What the search for planetary transits has in common with the observation of starquakes is the need to stare at the same stars for a long time—long enough to detect very slow vibrations or to detect at least three transits of a planet. Otherwise, you can’t be sure it was really a starquake or a planet you saw, and not random fluctuations in the starlight. Corot stares at the same spot in the sky for 150 days before switching to another. “Corot is Zen,” Baglin says. “Once we’re set up, we don’t move. We don’t even breathe.”

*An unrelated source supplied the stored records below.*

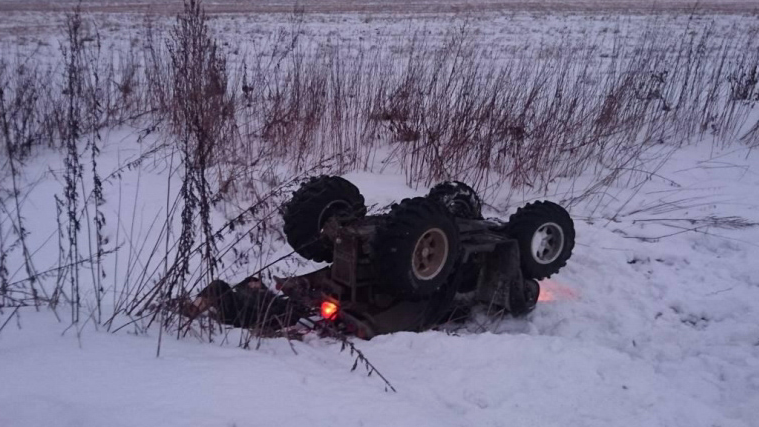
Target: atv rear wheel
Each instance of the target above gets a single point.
(311, 206)
(416, 248)
(546, 237)
(460, 199)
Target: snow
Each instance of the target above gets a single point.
(654, 321)
(657, 333)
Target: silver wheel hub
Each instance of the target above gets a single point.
(547, 243)
(430, 254)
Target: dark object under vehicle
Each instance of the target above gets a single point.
(402, 270)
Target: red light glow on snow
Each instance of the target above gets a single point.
(329, 310)
(551, 290)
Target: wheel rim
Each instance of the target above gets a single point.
(339, 208)
(547, 243)
(430, 254)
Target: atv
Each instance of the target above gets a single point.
(402, 271)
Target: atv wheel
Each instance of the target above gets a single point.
(315, 202)
(460, 199)
(416, 248)
(546, 238)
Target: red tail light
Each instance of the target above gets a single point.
(329, 310)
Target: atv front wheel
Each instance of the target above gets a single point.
(311, 206)
(416, 248)
(460, 199)
(546, 237)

The spacecraft’s 27-centimeter (10.6-inch) telescope monitors up to 12,000 sunlike stars at once. Getting a big sample is crucial because only one in a hundred of those stars that do have planets will be oriented so that the passage of the planet in front of the star is visible from Earth. The precision of the telescope’s measurements has exceeded its makers’ hopes. “If Corot were to observe the million lightbulbs that shine along the Champs-Elysées at Christmas,” said a press release from the Paris Observatory a few days before Christmas in 2007, “it would be able to detect whether a single bulb was flashing.” That parts-per-million sensitivity should allow Corot to detect the dips in a star’s light caused by a transiting planet with a radius just twice that of Earth—and perhaps an even smaller one, provided its orbit is tighter than Mercury’s, so that the planet completes three transits during the 150-day viewing period.
Not long after the launch, the Corot science team, including Baglin, published a description of the mission. It concluded with this prediction: “The first confirmed terrestrial planets are expected in the spring of 2008.” By last spring, however, the Corot team had announced only two new “hot Jupiters” and one unconfirmed super-Earth, with 40 more candidates in the pipeline. Seeing transits is not enough; periodic dips in a star’s light could be caused by a small companion star too dim to detect directly. To confirm a planet, Corot’s candidates have to be observed from the ground using the wobble technique, which determines the mass of the transiting object; a planet will be much lighter than a companion star. But competition for telescope time on the ground is fierce, especially with so many planet hunters around. “It’s a real bottleneck,” Laughlin says.